This project has moved. For the latest updates, please go here.

A little benchmark

Dec 31, 2010 at 1:24 PM
Edited Mar 20, 2011 at 11:34 AM

Hello.

I wrote a little benchmark for your iterative solvers. You can get it here: binaries, source, example.

There are basically two modes: PDE and Matlab. The PDE mode solves a Poisson equation with FEM and the Matlab mode solves a linear system defined by some .mat files containing a sparse matrix A, which I created.
In Matlab mode, the computed solution is compared to the Matlab solution x, where Ax = b, with b = (1,1,1, ...). The 2-norm of (solution - x) is displayed.

Now, my first question is:
When I repeat a benchmark without changing any settings, the displayed errors will be different, which means, that the computed solutions are different. Why is that the case? Are the algorithms randomized in some way? Or is it due to the parallelization, which has some unpredictable effects?

And another question:
As I am not familiar with preconditioning: is there any guide, when to use what preconditioner with a specific solver? Or when to use preconditioning at all?
I guess it's for systems, where the iteration would not converge without preconditioning. Looking at the benchmark results, one should probably use the Diagonal preconditioner,because it doesn't seem to affect the overall solving time.

Anyway! I hope you find the benchmark useful. At the moment the solvers and preconditioners are hardcoded into the app, so if you add new ones to your library, the source code must be changed. Maybe using reflection would be a better option (it's on my todo list). I'm looking forward to see how the native wrappers will compare ...

Happy new year,
Chris

Jan 1, 2011 at 8:27 AM

Hi Chris,

That is a pretty nifty benchmark runner!

Now, my first question is:
When I repeat a benchmark without changing any settings, the displayed errors will be different, which means, that the computed solutions are different. Why is that the case? Are the algorithms randomized in some way? Or is it due to the parallelization, which has some unpredictable effects?

Not sure. I belive only the MlkBiCgStab solver uses a random set of initial values. I'll work through the code to figure out why this is occurring (again, another contributor who wrote the code and is no longer with the project).

And another question:
As I am not familiar with preconditioning: is there any guide, when to use what preconditioner with a specific solver? Or when to use preconditioning at all?
I guess it's for systems, where the iteration would not converge without preconditioning. Looking at the benchmark results, one should probably use the Diagonal preconditioner,because it doesn't seem to affect the overall solving time.
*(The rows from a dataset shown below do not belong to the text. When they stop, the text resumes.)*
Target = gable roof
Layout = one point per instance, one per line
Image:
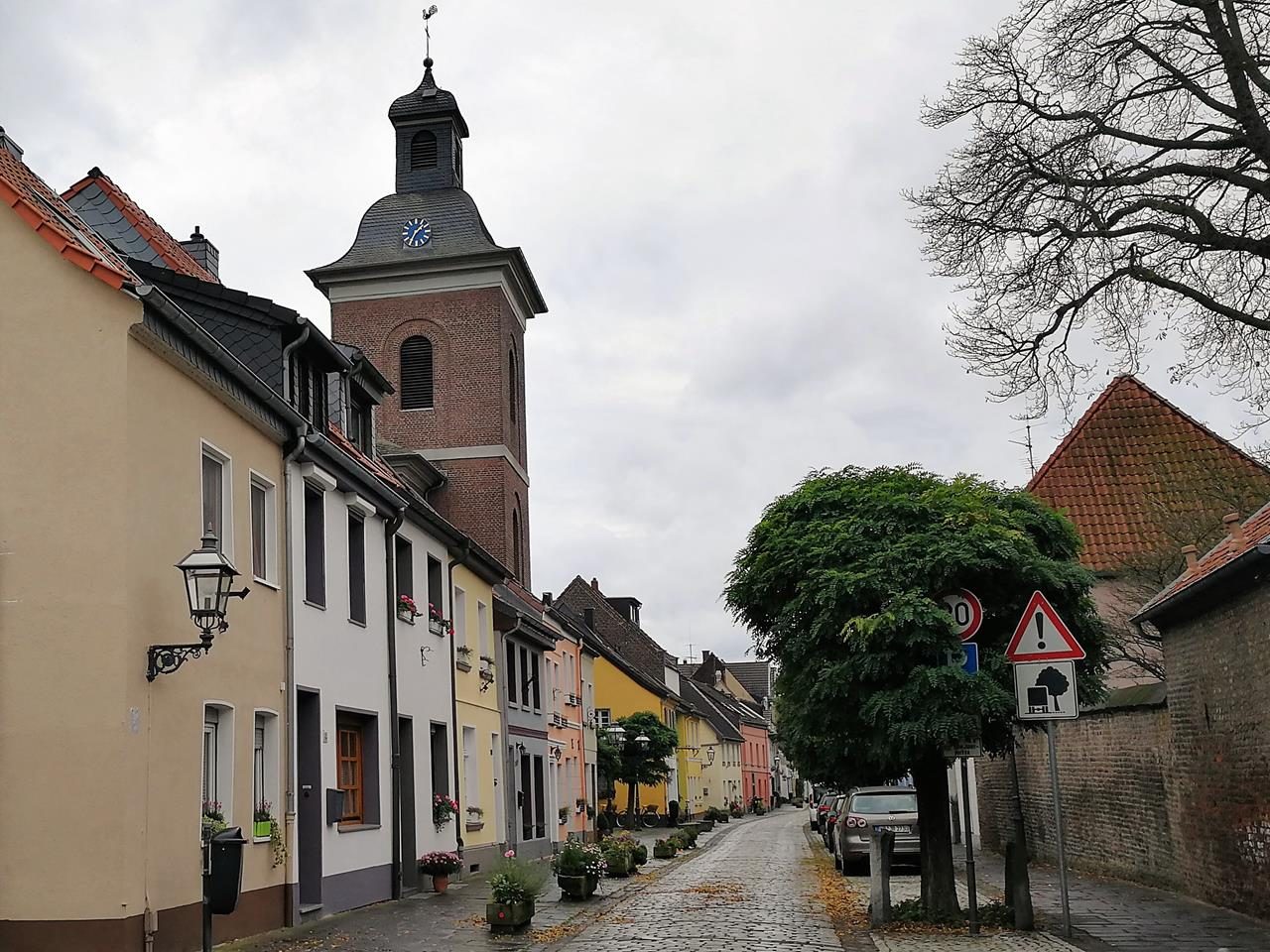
(1220, 557)
(127, 227)
(1129, 448)
(55, 221)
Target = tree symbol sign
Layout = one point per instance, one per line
(1055, 683)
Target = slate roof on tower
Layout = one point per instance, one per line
(1129, 460)
(127, 227)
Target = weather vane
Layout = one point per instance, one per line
(427, 32)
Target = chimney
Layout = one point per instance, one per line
(9, 145)
(204, 253)
(1234, 530)
(1192, 557)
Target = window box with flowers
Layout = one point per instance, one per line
(407, 610)
(437, 624)
(463, 657)
(444, 809)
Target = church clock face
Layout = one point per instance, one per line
(416, 232)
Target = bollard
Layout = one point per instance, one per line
(880, 846)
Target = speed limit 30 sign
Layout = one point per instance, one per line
(966, 613)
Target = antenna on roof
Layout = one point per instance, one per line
(427, 35)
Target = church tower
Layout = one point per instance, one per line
(441, 309)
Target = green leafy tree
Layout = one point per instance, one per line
(841, 583)
(634, 763)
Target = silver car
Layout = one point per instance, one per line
(867, 807)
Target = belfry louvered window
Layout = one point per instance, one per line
(423, 150)
(417, 380)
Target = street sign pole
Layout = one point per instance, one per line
(1058, 830)
(969, 848)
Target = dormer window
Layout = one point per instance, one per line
(423, 150)
(417, 381)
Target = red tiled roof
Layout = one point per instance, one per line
(159, 239)
(1256, 530)
(58, 223)
(1130, 460)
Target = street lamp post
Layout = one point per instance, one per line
(208, 575)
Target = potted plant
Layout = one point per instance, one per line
(440, 866)
(443, 809)
(437, 624)
(513, 887)
(213, 820)
(578, 867)
(263, 819)
(407, 610)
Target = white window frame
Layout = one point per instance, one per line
(271, 530)
(226, 537)
(221, 785)
(271, 722)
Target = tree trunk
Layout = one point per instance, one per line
(1016, 876)
(939, 885)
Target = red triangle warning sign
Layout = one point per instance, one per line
(1042, 635)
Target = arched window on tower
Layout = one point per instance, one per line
(516, 543)
(423, 150)
(417, 380)
(512, 382)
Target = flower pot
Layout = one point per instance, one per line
(578, 887)
(508, 916)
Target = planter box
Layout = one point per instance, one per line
(578, 887)
(508, 916)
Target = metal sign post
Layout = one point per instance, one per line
(1058, 829)
(969, 848)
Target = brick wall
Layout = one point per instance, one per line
(1176, 796)
(472, 333)
(1112, 771)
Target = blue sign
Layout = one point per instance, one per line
(966, 657)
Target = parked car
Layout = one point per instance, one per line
(866, 807)
(830, 819)
(822, 807)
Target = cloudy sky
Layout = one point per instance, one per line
(707, 193)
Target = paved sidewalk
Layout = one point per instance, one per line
(429, 921)
(1110, 915)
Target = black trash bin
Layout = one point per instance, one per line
(225, 881)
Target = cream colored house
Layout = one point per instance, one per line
(126, 430)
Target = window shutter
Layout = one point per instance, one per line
(417, 380)
(423, 150)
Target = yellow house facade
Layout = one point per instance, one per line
(479, 728)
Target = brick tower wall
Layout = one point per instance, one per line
(471, 334)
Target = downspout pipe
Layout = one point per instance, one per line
(390, 529)
(463, 548)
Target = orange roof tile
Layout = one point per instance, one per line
(58, 223)
(1128, 462)
(159, 239)
(1256, 530)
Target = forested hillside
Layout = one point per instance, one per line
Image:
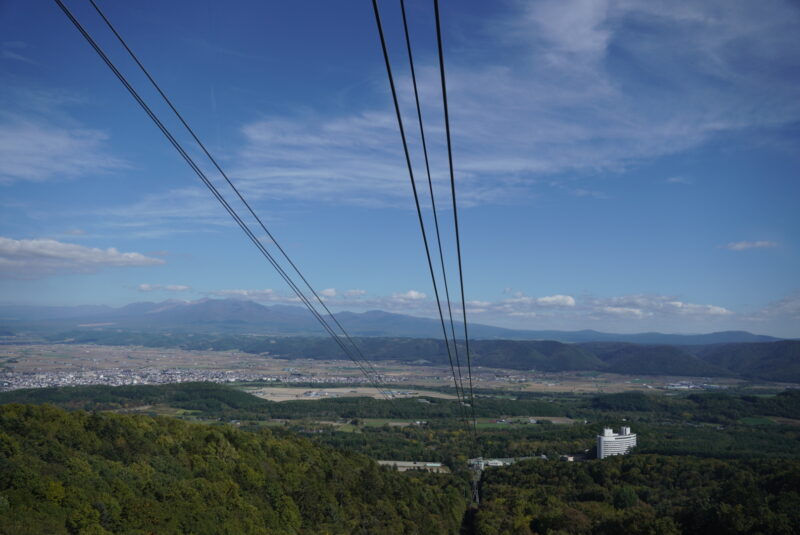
(642, 495)
(74, 472)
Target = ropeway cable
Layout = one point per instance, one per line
(245, 228)
(230, 183)
(430, 188)
(455, 207)
(459, 394)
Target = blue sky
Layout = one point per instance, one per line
(622, 165)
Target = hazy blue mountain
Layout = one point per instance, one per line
(239, 316)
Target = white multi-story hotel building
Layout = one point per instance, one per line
(611, 443)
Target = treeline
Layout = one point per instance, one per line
(719, 407)
(227, 402)
(75, 472)
(774, 361)
(642, 494)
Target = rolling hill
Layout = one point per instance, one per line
(233, 316)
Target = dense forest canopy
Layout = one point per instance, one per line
(75, 472)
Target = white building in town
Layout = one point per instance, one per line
(611, 443)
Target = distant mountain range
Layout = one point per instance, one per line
(231, 316)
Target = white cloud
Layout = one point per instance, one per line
(786, 308)
(148, 287)
(29, 259)
(177, 287)
(557, 301)
(355, 293)
(411, 295)
(626, 311)
(566, 99)
(35, 151)
(745, 245)
(642, 306)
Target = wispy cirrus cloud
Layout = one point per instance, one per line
(36, 150)
(569, 100)
(32, 259)
(161, 287)
(745, 245)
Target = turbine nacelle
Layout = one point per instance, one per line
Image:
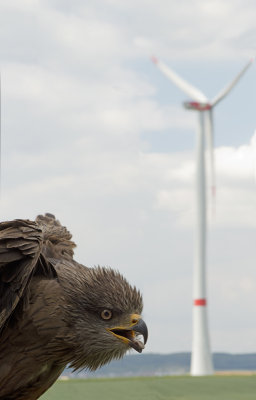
(201, 361)
(195, 105)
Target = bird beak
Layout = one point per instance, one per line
(129, 335)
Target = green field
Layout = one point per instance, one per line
(156, 388)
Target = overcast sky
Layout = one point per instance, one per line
(92, 132)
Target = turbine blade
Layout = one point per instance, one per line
(210, 152)
(186, 87)
(230, 86)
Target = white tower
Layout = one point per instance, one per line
(201, 360)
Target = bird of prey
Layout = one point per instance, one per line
(55, 311)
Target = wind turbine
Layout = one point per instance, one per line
(201, 360)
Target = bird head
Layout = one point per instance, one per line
(105, 318)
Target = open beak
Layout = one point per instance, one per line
(130, 335)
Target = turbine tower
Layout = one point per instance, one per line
(201, 360)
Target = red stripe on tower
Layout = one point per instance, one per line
(200, 302)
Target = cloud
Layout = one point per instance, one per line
(80, 108)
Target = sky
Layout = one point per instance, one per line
(94, 133)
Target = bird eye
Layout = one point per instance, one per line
(106, 314)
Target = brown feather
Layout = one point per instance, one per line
(50, 308)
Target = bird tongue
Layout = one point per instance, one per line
(137, 344)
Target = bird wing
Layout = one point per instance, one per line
(21, 242)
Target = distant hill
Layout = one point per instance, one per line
(166, 364)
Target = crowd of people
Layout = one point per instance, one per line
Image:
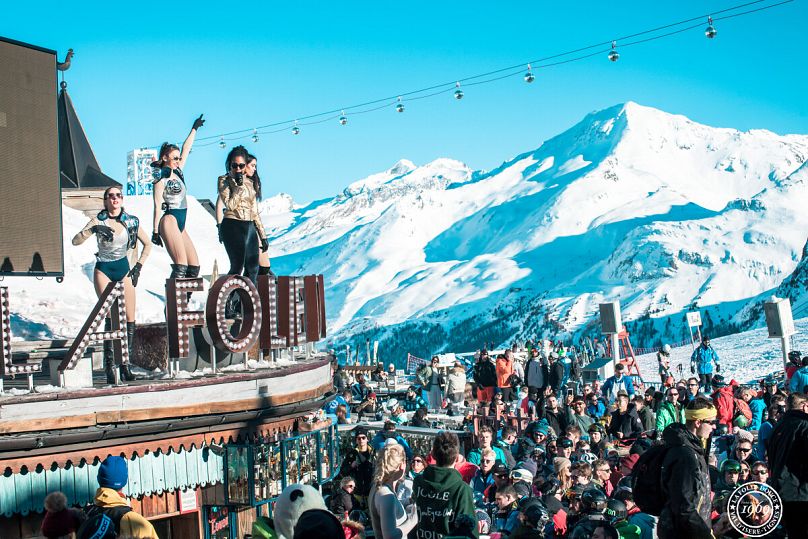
(613, 459)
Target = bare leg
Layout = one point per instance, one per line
(190, 250)
(175, 245)
(131, 299)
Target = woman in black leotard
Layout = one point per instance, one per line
(117, 233)
(171, 207)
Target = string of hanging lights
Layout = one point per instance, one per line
(534, 66)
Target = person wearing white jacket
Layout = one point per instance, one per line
(387, 514)
(456, 384)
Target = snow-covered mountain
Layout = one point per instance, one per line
(631, 203)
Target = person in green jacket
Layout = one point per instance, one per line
(669, 411)
(440, 495)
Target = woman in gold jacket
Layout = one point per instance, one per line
(240, 227)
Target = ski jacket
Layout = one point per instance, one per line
(686, 485)
(799, 381)
(441, 496)
(725, 404)
(485, 373)
(704, 357)
(536, 374)
(504, 372)
(787, 448)
(668, 413)
(612, 386)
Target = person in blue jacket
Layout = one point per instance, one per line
(618, 382)
(344, 398)
(799, 380)
(702, 360)
(389, 431)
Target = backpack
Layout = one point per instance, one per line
(646, 479)
(102, 522)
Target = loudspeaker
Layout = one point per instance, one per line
(778, 318)
(610, 321)
(30, 192)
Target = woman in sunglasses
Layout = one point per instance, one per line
(117, 233)
(251, 172)
(240, 226)
(170, 198)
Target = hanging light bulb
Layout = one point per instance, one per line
(613, 54)
(710, 31)
(458, 91)
(529, 75)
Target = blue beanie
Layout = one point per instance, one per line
(113, 473)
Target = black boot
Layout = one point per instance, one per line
(126, 373)
(178, 271)
(109, 362)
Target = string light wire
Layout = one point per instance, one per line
(503, 73)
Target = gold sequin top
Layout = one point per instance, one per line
(240, 202)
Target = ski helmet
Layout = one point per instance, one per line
(731, 465)
(593, 500)
(616, 510)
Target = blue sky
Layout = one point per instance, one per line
(142, 73)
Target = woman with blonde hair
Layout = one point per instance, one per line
(390, 519)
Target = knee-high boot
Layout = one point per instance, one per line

We don't have a guide, but we should create one. I'll add it to the todo list.

I'm looking forward to see how the native wrappers will compare ...

The first iteration for the native wrappers will only be for dense matrices. We'll then move on to the sparse matrices. So the native sparse code is a way off.

Happy new year,
Marcus 

Jan 1, 2011 at 8:29 AM
This discussion has been copied to a work item. Click here to go to the work item and continue the discussion.
Jan 2, 2011 at 11:06 AM

Looks there is a problem with how we parallelized the iterative solvers. The serial code is 4-40x times faster - depending on algorithm.

Jan 2, 2011 at 4:33 PM
Edited Jan 2, 2011 at 4:37 PM

Yep, just tried

MathNet.Numerics.Control.DisableParallelization = true;

and it is a lot faster. Even the XXL problems are solved in less than a second (in Matlab mode). I guess I have to build bigger matrices ...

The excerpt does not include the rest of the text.